If a character such as a* is present, do you want to match 0 a, 1 A, or 2 A?

This problem can be solved using dynamic programming:

  • State definition: f(I,j) stands for considering whether the substring ending in I in S matches the substring ending in j in P. That is, the final result we want is f[n][m].

  • State transfer: that is, we need to consider how f(I,j) is obtained. Previously, p has three kinds of characters, so the state transfer here also needs to be discussed in three cases:

    1. P [j] is a common character: the matching condition is that the preceding character matches, and the ith character in S is the same as the JTH bit in P. That is, f(I,j) = F (i-1, J-1) &&s [I] == P [j].

    2. P [j] is ‘.’ : the matching condition is that the preceding character matches. The ith character in s can be any character. That is, f(I,j) = f(I – 1, j-1) &&p [j] == ‘.’.

    3. P [j] is ‘*’ : reads the character p[j-1], for example, character A. The number of a’s in s is 0, 1, 2…

      3.1. When the match is 0: f(I,j) = f(I, j-2)

      3.2. When the match for a: f (I, j) = f (j – I – 1, 2) && (s = = p [I] [1] | | p [1] = = ‘. ‘)

      3.3. When matching for 2: f (I, j) = f (j, I – 2-2) && ((s [I] = = p [1] && s] [I – 1 = = p] [j – 1) | | p [j] = = ‘. ‘)

      .

We know that by enumeration*How many matchesaIn this way, the algorithm complexity is very high.

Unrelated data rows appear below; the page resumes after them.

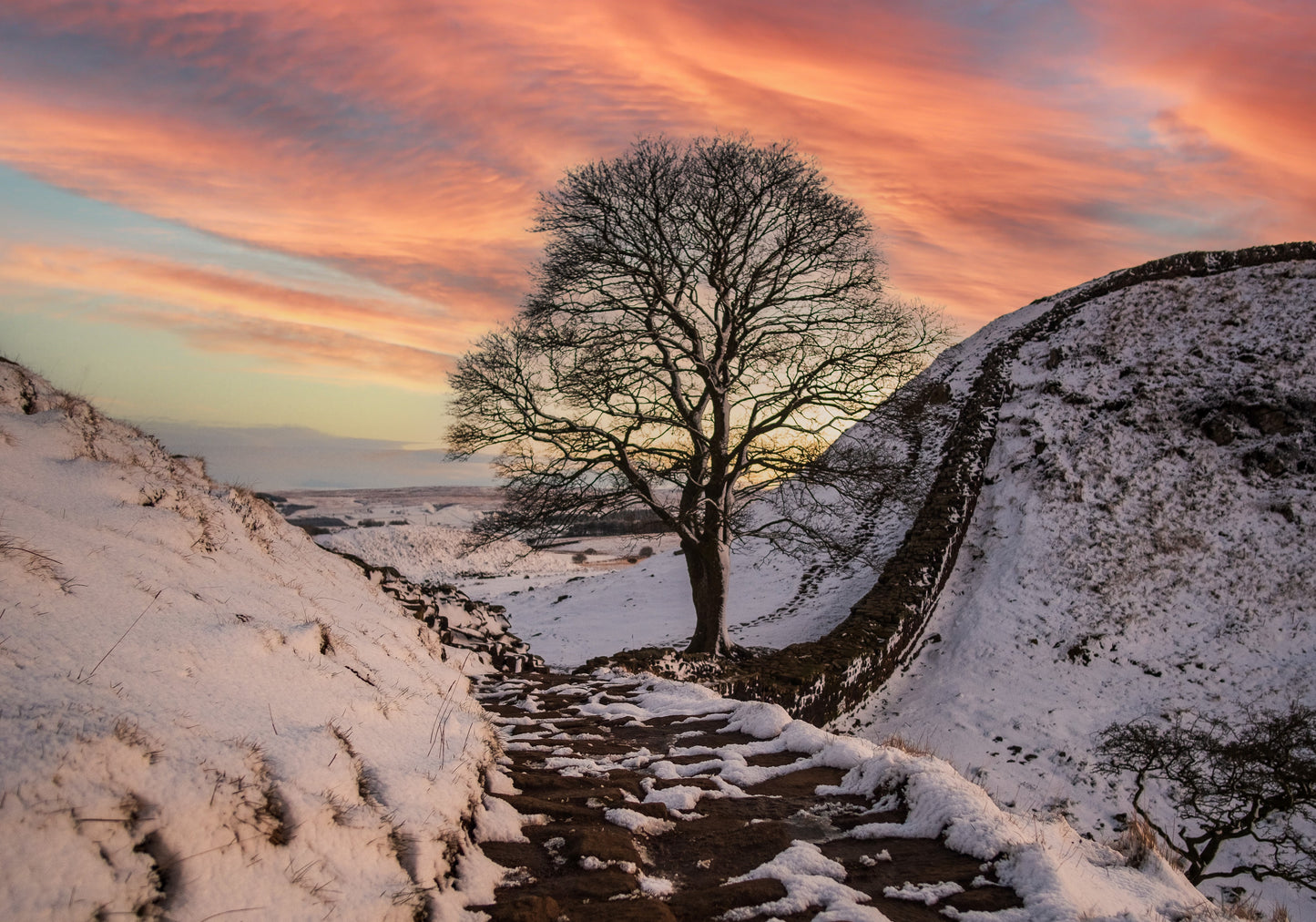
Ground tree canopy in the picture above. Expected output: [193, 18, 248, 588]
[450, 137, 943, 653]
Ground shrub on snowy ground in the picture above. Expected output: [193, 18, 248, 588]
[1097, 703, 1316, 890]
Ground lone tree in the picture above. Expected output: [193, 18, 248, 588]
[449, 137, 943, 655]
[1097, 703, 1316, 890]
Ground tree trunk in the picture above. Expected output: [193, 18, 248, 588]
[680, 538, 733, 656]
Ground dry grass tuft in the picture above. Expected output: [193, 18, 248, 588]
[1111, 815, 1183, 871]
[882, 733, 940, 759]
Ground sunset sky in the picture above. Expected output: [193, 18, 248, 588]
[0, 0, 1316, 488]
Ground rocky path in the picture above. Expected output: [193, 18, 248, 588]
[479, 673, 1020, 922]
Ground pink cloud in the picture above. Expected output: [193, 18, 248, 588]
[0, 0, 1316, 343]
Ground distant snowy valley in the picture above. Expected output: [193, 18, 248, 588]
[0, 241, 1316, 922]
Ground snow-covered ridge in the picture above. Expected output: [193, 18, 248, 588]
[836, 243, 1316, 919]
[0, 363, 510, 919]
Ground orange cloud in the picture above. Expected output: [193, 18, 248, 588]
[0, 246, 463, 391]
[0, 0, 1316, 354]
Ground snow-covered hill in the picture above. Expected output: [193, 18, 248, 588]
[0, 361, 1220, 922]
[305, 245, 1316, 919]
[0, 363, 507, 919]
[834, 243, 1316, 918]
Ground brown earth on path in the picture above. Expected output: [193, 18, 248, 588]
[473, 673, 1021, 922]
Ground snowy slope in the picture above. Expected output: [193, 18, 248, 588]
[0, 363, 507, 919]
[834, 251, 1316, 918]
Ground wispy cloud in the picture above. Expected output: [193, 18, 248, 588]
[0, 0, 1316, 361]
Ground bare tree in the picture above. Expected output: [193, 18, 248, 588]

We need to explore some “properties” to simplify the process.

Code:

class Solution {
    public boolean isMatch(String ss, String pp) {
        // Trick: Insert a space in the header of the character to get a char array that starts at 1 and makes f[0][0] = true, which can be rolled down
        int n = ss.length(), m = pp.length();
        ss = "" + ss;
        pp = "" + pp;
        char[] s = ss.toCharArray();
        char[] p = pp.toCharArray();
        // f(I,j) indicates whether characters 1 to I in s and 1 to j in p match
        boolean[][] f = new boolean[n + 1][m + 1];
        f[0] [0] = true;
        for (int i = 0; i <= n; i++) {
            for (int j = 1; j <= m; j++) {
                // If the next character is '*', the current character cannot be used alone, skip
                if (j + 1 <= m && p[j + 1] = =The '*') continue;
                
                // p[j] is a normal character
                if (i - 1> =0&& p[j] ! =The '*') {
                    f[i][j] = f[i - 1][j - 1] && (s[i] == p[j] || p[j] == '. ');
                } 
                
                P [j] = '*'
                else if (p[j] == The '*') {
                    f[i][j] = (j - 2> =0 && f[i][j - 2]) || (i - 1> =0 && f[i - 1][j] && (s[i] == p[j - 1] || p[j - 1] = ='. ')); }}}returnf[n][m]; }}Copy the code
  • Time complexity: n represents the length of S, m represents the length of P, and a total of N ∗mn * mn∗m states. The complexity is O(n∗m)O(n * m)O(n∗m)
  • Spatial complexity: Two dimensional arrays are used to record results. The complexity is O(n∗m)O(n * m)O(n∗m)

Dynamic programming is essentially enumeration (non-repeating violence enumeration), so its complexity is easy to analyze, as many states are computed as many times.


The last

This is the 10th article in our “Brush through LeetCode” series, which started on 2021/01/01. There are 1916 topics in LeetCode as of the start date, some of which have locks. We will finish all the topics without locks first.

In this series of articles, in addition to explaining how to solve the problem, I will also present the most concise code possible. If a general solution is involved, the corresponding code template will also be used.

In order to facilitate the students to debug and submit the code on the computer, I set up the relevant warehouse: github.com/SharingSour…

In the repository, you’ll see links to the series of articles, the corresponding code for the series of articles, the LeetCode source links, and other preferred solutions.